The HRSF is sometimes used by counties or municipalities for their own purposes.
The form includes two important essays: one that provides a detailed architectural
description and one that provides a property history (usually with a chain of title).
Staff at the Pennsylvania Historical and Museum Commission (PHMC)
grant a "determination of eligibility for the National Register", usually called a
"DOE", based on information supplied in the HRSF. Technically, the PHMC staff
decision is tentative, but in 99% of cases the staff decision to grant (or not grant)
a DOE is very difficult to challenge. If the staff believes that a property meets
significance requirements for the National Register, they
will send a letter to the property owner outlining their decision and give
guidelines for how to proceed to the next step.
Note: PHMC staff have decided
that DOEs granted in the 20th century need to be reviewed again if the owner
chooses to pursue a National Register nomination.
The next step involves the completion of the National Register
nomination form. The form, provided by the National Park Service, provides
consistency among nomiations nationwide. It is more detailed than the HRSF, though
it similarly has two important essays: architectural description and significance.
Completion of the NR form begins with the letter from PHMC staff when they grant
the DOE. Their letter includes information that outlines what additional research
is needed and provides guidelines for drafting the significance essay. Most
NR nominations do not need a lot of additional historic research if the research
for the DOE was exhaustive.
The National Register form is usually completed by a consultant. The first draft
addresses the information mentioned in the letter by PHMC staff following their
decision to grant the DOE. After the owner approves the draft, it is sent to PHMC
for the staff to read it. PHMC staff have read hundreds of NR forms and have a
good sense of ways to improve the form. They will issue a response to the first
draft, including additional work that they believe is warranted.
Once the letter with the staff review of the first draft is received, the
consultant can address the outstanding issues mentioned in the letter. The result
is the second draft, which is returned to PHMC staff. If acceptable, PHMC staff will
place the nomination on the agenda for the Preservation Board meeting. They will
also send a formal letter to the owner(s) of the property to make sure that they
are aware of what is happening. Owner(s) may either support the nomination, object
to the nomination, or take no action. Letters by property owners who object to
listing the property must be sent by certified mail. The process will not move
forward if half or more of the property owners object.

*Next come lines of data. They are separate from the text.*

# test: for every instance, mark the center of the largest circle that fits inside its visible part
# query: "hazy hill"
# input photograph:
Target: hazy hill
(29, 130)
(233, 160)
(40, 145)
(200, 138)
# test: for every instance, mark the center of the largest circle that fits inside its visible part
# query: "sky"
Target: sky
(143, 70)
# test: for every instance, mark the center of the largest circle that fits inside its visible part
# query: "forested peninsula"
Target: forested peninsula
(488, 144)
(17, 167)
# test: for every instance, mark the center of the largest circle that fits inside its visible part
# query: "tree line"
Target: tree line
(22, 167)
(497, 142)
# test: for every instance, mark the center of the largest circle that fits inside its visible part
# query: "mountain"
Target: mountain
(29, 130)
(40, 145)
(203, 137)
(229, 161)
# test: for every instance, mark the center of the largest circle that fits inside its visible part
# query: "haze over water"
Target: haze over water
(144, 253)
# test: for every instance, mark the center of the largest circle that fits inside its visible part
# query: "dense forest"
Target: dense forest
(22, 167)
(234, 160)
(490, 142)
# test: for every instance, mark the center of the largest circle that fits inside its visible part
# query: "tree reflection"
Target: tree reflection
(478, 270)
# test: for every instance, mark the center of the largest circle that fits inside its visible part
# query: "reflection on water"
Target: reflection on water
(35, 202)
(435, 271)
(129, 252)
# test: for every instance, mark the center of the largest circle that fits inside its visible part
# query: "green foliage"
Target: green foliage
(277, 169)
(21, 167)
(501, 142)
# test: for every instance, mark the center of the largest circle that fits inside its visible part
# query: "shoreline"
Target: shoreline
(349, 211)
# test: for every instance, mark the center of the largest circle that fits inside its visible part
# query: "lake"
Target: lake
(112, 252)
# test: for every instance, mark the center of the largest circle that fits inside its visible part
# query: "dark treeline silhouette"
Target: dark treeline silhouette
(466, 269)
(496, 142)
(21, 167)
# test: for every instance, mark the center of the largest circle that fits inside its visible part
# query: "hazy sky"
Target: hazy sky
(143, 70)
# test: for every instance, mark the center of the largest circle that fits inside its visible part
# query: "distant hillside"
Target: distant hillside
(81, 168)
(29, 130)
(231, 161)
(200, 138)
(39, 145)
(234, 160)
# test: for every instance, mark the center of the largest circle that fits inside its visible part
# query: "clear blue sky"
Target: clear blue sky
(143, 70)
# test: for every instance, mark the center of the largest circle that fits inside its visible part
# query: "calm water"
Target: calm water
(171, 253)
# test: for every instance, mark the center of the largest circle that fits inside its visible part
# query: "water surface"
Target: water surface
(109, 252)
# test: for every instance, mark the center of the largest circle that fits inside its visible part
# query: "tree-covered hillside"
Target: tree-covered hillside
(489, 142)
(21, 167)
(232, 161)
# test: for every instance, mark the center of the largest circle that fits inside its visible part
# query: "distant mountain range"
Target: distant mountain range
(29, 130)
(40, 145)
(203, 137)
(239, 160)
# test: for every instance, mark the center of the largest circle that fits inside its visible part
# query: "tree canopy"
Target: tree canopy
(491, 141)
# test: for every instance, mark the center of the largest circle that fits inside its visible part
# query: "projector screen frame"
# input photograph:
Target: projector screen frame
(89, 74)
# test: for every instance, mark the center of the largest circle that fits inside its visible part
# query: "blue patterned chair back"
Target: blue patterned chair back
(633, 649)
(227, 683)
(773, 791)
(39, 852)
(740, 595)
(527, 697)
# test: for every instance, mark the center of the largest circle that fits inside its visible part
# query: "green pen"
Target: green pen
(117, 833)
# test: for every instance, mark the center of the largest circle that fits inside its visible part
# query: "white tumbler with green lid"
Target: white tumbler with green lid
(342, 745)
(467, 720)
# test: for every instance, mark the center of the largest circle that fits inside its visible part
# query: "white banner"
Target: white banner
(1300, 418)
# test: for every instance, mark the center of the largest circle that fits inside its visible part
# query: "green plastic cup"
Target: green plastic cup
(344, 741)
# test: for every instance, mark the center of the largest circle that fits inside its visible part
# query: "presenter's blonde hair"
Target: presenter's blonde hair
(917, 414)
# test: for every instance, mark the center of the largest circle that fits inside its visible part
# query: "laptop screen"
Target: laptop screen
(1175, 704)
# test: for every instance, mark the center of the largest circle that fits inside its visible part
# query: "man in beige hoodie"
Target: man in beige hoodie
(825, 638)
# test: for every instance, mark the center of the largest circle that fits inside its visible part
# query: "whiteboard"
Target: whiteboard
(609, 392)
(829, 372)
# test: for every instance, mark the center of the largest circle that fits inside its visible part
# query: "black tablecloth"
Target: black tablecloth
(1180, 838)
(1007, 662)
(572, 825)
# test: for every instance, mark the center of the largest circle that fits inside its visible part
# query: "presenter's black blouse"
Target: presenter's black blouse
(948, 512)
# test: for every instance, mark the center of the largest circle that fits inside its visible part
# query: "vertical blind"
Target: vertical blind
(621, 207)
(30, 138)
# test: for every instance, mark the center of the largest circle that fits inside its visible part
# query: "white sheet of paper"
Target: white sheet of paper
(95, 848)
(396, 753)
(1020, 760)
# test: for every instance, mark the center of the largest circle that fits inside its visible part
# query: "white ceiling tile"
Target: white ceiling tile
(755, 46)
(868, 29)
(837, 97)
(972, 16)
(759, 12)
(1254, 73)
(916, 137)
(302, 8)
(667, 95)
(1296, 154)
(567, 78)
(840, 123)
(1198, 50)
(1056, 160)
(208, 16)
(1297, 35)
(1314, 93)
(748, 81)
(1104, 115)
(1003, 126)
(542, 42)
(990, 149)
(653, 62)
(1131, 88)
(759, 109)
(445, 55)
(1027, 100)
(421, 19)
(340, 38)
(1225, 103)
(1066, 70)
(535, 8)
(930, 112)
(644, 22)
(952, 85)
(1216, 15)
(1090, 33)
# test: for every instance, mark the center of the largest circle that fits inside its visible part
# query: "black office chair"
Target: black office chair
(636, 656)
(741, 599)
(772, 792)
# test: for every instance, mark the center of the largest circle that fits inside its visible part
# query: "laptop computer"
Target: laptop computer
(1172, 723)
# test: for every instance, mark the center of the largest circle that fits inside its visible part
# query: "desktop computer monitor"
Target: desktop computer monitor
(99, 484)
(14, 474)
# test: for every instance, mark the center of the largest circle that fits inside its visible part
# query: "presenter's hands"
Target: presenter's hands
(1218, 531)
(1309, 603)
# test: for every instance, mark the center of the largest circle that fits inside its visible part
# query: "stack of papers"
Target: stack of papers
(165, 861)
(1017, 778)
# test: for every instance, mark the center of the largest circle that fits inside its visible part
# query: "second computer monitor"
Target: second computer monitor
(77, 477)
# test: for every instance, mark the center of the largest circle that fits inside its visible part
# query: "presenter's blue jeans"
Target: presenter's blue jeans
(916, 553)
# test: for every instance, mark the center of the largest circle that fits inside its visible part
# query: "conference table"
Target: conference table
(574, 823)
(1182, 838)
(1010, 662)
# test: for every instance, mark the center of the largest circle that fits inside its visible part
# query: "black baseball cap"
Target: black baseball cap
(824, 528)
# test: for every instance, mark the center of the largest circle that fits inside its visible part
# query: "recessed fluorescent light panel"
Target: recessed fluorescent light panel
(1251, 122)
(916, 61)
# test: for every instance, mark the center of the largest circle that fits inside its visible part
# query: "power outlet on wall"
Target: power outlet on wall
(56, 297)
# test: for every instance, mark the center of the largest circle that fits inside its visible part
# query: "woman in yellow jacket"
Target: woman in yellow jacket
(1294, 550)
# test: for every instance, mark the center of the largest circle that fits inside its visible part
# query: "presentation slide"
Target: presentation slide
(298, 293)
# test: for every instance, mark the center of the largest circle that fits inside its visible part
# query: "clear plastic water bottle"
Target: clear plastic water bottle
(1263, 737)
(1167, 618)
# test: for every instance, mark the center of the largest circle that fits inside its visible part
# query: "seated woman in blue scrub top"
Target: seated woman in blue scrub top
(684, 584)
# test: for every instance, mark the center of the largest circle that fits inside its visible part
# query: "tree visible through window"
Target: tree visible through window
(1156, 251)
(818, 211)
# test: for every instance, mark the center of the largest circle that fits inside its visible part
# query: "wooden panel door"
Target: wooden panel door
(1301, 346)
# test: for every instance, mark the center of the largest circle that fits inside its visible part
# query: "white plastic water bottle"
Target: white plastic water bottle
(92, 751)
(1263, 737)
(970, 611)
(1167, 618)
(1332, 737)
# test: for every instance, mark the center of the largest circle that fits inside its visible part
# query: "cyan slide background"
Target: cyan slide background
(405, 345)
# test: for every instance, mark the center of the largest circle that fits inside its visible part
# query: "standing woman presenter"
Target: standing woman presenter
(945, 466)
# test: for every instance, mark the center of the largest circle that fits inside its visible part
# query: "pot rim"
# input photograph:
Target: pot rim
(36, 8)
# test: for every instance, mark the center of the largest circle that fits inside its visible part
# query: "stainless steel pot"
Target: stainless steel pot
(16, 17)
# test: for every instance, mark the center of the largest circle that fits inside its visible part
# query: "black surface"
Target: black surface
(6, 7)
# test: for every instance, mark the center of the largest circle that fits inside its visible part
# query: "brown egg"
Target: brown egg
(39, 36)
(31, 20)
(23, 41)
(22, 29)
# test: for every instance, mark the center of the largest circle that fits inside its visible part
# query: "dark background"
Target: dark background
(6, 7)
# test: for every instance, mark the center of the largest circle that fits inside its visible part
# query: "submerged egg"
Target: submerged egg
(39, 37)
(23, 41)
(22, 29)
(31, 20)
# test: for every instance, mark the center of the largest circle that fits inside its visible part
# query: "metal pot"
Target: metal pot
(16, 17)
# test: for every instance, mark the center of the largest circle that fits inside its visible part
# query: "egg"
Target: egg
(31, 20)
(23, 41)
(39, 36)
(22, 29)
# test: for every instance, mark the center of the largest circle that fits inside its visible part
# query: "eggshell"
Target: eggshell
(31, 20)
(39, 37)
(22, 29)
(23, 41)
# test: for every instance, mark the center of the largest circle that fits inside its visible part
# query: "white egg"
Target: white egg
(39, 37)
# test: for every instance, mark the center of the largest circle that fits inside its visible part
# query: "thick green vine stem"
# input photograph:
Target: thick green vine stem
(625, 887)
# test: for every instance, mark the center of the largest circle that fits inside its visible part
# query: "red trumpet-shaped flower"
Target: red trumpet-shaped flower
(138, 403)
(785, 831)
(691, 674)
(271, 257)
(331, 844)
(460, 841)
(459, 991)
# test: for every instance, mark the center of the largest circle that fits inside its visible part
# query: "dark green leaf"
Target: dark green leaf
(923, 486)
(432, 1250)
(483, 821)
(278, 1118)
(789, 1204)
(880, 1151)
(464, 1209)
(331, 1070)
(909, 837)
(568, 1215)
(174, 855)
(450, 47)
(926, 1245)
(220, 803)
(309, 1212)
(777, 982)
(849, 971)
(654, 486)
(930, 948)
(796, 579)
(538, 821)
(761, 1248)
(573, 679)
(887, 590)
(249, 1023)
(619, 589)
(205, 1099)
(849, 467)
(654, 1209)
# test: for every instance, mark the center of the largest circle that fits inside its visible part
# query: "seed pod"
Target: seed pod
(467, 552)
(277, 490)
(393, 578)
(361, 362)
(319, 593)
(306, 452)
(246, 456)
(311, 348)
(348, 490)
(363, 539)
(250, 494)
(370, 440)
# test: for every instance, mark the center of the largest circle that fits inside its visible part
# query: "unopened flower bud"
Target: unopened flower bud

The Preservation Board is a group of people from different
professions around the Commonwealth who gather at specified times each year to
review National Register nominations that have been approved by PHMC staff (the
Board also has other responsibilities). Board members read each nomination form
before the meeting and then discuss them together. Some discussions are short,
while others are quite involved in the details of the property being nominated.
During the discussion of a particular nomination, any letters of support or
objections from property owners are read.
At the end of the discussion, the Board has three general choices: (1) formally
nominate the property to the National Register; (2) ask for more information or
clarification; or (3) turn down the nomination. If it chooses (1) above, the
If the Preservation Board chooses to nominate a property,
PHMC staff sends the nomination to the National Park Service (NPS). NPS staff
read through the nomination, identify any technical issues that may be resolved
easily, and then discuss whether to list the property. Pennsylvania has a
rigorous process itself, which means that few nominations from Pennsylvania are
turned down once they have been sent to the NPS. After any technical issues are
resolved, NPS staff send a letter to the property owner(s) stating that the
property has been listed on the National Register of Historic Places.